# баян "ЗИМИН". Пообсуждаем??



## Alex KZ (17 Июн 2016)

Уважаемые мастера-создатели шедевров и виртуозы баянного искусства кто что может рассказать про этот инструмент? Баян от Владимира Зимина. Насколько я понимаю, инструмент довольно-таки новинка на просторах России и зарубежья.(если я чего-то не пропустил на обсуждаемых ветках форума)
Откликнитесь.
Спасибо.
с уважением, Александр.


----------



## MikhailOlegovich (17 Июн 2016)

А из какого города Владимир Зимин? Знал я одного баяниста Зимина... 
Говоря в двух словах словом- не очень!!


----------



## MAN (17 Июн 2016)

MikhailOlegovich (17.06.2016, 13:09) писал:


> А из какого города Владимир Зимин?


Свердловская область, город Михайловск.


----------



## Dmvlad (17 Июн 2016)

Судя по описанию этих баянов, вроде как неплохой инструмент, где-то на ютубе находил исполнение на этом баяне. ценник опять же не для любителей.
 Уже задавал вопрос на форуме про эти баяны, в ответ закидали ссылками по судебным тяжбам с фабрикой Зимина по неисполнению обязательств по договору и даже обвинения в мошенничестве...


----------



## Kuzalogly (17 Июн 2016)

Может, дело не в баяне?

Что такое "Зимин"? Позволю связанный с темой офф. Когда наша пианинная промышленность ещё пыталась дышать, все "Лирики", "Берёзки" и прочие,- стали выпускаться как "Циммерманъ", "Чайковский" и прочие. Это, конечно, не спасло. Но хоть пытались. А тут- "Зиминъ". 

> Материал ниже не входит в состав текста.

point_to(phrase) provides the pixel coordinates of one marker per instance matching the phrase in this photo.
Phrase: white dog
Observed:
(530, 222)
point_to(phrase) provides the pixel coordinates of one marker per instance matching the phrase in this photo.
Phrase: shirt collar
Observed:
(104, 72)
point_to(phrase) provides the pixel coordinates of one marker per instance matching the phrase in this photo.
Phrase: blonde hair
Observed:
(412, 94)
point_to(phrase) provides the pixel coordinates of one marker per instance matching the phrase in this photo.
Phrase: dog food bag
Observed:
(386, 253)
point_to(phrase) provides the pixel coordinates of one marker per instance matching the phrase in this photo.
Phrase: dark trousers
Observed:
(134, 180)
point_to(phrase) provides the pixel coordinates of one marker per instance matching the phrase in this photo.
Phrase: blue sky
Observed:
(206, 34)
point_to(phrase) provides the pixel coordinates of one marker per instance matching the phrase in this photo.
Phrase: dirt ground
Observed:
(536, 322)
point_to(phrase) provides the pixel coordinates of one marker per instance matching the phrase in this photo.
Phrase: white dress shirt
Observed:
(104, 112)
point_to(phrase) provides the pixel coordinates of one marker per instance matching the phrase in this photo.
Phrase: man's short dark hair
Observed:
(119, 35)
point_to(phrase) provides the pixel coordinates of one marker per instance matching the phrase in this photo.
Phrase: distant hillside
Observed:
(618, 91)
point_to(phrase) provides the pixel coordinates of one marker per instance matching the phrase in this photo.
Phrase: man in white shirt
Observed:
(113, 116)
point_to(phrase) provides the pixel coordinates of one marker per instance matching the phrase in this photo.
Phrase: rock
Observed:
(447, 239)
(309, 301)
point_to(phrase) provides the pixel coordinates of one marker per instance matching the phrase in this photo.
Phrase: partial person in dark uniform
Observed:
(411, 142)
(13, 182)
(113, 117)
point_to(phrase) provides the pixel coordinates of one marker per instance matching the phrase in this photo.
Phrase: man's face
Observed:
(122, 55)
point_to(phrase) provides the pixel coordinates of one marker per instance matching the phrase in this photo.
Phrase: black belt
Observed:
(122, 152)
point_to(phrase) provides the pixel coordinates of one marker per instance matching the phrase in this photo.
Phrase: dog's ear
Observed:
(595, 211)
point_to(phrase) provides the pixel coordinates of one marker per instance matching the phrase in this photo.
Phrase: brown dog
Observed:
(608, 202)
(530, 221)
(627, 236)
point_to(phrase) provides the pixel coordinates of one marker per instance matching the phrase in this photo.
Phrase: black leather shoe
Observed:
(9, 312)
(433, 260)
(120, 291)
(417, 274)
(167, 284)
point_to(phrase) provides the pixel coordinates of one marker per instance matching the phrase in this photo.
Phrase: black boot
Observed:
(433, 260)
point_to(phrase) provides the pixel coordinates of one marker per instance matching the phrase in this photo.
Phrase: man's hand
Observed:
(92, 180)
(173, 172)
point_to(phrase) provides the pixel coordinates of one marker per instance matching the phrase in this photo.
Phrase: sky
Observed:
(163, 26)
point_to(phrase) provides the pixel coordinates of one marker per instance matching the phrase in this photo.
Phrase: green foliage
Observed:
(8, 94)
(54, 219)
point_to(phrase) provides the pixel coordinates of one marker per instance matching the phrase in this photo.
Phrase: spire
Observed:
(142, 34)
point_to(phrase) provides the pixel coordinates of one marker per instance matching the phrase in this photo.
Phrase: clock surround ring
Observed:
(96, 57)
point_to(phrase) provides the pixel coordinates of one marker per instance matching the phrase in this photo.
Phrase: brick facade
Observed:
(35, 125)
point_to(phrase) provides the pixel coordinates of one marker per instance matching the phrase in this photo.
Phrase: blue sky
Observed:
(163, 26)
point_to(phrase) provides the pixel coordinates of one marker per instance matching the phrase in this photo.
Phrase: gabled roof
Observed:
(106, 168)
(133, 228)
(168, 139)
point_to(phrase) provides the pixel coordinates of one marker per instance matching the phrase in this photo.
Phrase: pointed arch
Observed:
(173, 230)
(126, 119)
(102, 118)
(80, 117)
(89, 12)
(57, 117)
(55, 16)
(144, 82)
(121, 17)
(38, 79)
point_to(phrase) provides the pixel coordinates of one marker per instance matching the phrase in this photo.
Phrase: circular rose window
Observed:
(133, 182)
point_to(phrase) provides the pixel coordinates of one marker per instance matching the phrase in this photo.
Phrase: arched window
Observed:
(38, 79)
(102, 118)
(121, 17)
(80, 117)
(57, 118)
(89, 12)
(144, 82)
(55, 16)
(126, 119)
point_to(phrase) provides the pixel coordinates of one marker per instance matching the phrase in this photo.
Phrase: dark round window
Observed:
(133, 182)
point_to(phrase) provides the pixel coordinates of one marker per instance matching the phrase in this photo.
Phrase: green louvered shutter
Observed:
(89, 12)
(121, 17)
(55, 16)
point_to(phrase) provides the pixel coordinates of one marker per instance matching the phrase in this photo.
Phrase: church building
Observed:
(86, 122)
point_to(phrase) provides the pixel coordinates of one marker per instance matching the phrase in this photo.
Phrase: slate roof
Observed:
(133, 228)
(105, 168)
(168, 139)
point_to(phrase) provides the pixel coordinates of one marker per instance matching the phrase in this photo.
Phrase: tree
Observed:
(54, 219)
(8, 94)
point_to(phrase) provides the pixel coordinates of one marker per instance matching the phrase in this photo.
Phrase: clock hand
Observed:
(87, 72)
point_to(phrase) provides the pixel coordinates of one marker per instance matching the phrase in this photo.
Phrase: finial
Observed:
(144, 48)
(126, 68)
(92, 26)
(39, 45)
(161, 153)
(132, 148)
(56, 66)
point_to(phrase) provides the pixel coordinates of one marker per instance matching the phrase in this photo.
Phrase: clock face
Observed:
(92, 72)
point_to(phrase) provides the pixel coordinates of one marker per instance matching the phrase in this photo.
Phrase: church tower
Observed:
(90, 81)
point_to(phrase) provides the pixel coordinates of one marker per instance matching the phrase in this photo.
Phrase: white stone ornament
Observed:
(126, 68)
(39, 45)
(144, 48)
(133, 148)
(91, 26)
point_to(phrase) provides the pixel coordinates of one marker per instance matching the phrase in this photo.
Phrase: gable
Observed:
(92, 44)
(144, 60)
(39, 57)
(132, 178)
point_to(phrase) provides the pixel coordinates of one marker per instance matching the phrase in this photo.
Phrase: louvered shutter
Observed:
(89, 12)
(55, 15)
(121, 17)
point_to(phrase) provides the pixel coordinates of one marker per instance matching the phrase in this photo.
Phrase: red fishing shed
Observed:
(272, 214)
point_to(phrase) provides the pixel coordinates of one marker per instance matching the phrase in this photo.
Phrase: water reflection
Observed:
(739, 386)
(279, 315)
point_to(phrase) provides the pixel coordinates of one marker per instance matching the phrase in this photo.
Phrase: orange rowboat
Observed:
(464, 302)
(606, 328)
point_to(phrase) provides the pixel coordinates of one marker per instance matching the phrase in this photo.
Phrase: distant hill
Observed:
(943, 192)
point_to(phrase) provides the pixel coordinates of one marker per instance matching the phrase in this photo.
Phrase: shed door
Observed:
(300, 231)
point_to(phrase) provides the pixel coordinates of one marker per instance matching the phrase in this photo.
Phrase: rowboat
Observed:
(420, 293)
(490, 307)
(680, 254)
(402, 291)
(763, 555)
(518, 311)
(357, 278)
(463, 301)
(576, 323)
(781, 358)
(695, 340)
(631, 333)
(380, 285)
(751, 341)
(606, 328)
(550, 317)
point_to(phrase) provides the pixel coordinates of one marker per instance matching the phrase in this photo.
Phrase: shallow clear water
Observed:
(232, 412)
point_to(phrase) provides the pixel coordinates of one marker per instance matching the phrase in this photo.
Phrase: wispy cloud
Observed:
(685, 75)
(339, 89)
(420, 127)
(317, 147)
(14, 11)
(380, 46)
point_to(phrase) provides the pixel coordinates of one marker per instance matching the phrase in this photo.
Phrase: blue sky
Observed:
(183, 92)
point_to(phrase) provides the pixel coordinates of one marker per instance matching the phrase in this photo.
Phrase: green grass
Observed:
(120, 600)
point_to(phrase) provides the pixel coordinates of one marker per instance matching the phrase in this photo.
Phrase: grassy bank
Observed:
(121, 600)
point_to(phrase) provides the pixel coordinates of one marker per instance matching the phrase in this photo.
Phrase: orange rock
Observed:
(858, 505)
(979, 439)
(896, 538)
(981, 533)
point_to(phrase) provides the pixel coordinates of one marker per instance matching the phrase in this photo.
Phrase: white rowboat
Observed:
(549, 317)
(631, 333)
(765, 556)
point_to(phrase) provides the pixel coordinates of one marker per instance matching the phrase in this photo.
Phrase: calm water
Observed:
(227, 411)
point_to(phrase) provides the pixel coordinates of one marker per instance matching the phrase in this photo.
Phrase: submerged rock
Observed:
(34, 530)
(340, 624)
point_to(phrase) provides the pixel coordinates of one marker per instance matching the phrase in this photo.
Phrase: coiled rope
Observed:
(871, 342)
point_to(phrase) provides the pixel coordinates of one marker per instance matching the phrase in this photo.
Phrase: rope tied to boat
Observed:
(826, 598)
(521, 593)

Бренд зарабатывается десятилетиями и столетиями. Я немножко стал ремонтировать ещё и клавишные, так что в теме. Кто такой Мюльбахъ и кто такие Беккеръ и Дидерихсъ,- знают все. А про Зимина- никто.
Может, рано было фамилию превращать в марку?


----------



## dmitrijgoncharov2008 (17 Июн 2016)

Kuzalogly (17.06.2016, 15:38) писал:


> Что такое "Зимин"? Позволю связанный с темой офф. Когда наша пианинная промышленность ещё пыталась дышать, все "Лирики", "Берёзки" и прочие,- стали выпускаться как "Циммерманъ", "Чайковский" и прочие. Это, конечно, не спасло. Но хоть пытались. А тут- "Зиминъ".


 А я ещё застал в начале 90-х отечественные разработки синтезаторов, причём - очень хорошие. Но никто из реформаторов не поддержал эту линию развития.


----------



## Alex KZ (17 Июн 2016)

В моем понимании "ПООБСУЖДАЕМ?" я хотел узнать у наших здешних(на форуме) мастеров, баянистов, кто нибудь приобрел такой баян или играл его. Если да - какие ощущения. Вон на АВИТО его торгуют от 85тыров(цена мастера -75000руб) и называют "*По звучанию техническим характеристикам этот Баян сильнее в 2 раза своих одноклассников(Юпитер,Акко). 
*Вот и возник вопрос - так ли это?
Если судить по применяемым материалам в баяностроении, то да инструмент должон быть хорошим(применение сплавов В95Т), хотя можно и поспорить - голосовые планки из сплава на основе меди ничем не хуже(если не сказать - лучше). И что это за "оригинальная " технология изготовления голосов.(без всякого сарказма)


----------



## zet10 (17 Июн 2016)

Написать на Авито можно все что угодно...Полностью согласен с высказыванием КузалОглы, он попал в точку!По поводу качества,тут и обсуждать нечего,"Юпитер" и "Акко"- это лидеры на сегодняшний день,и на какой "Зиминъ" с ними и близко не стоял по качеству!


----------



## Alex KZ (17 Июн 2016)

zet10 (17.06.2016, 17:24) писал:


> на какой "Зиминъ" с ними и близко не стоял по качеству!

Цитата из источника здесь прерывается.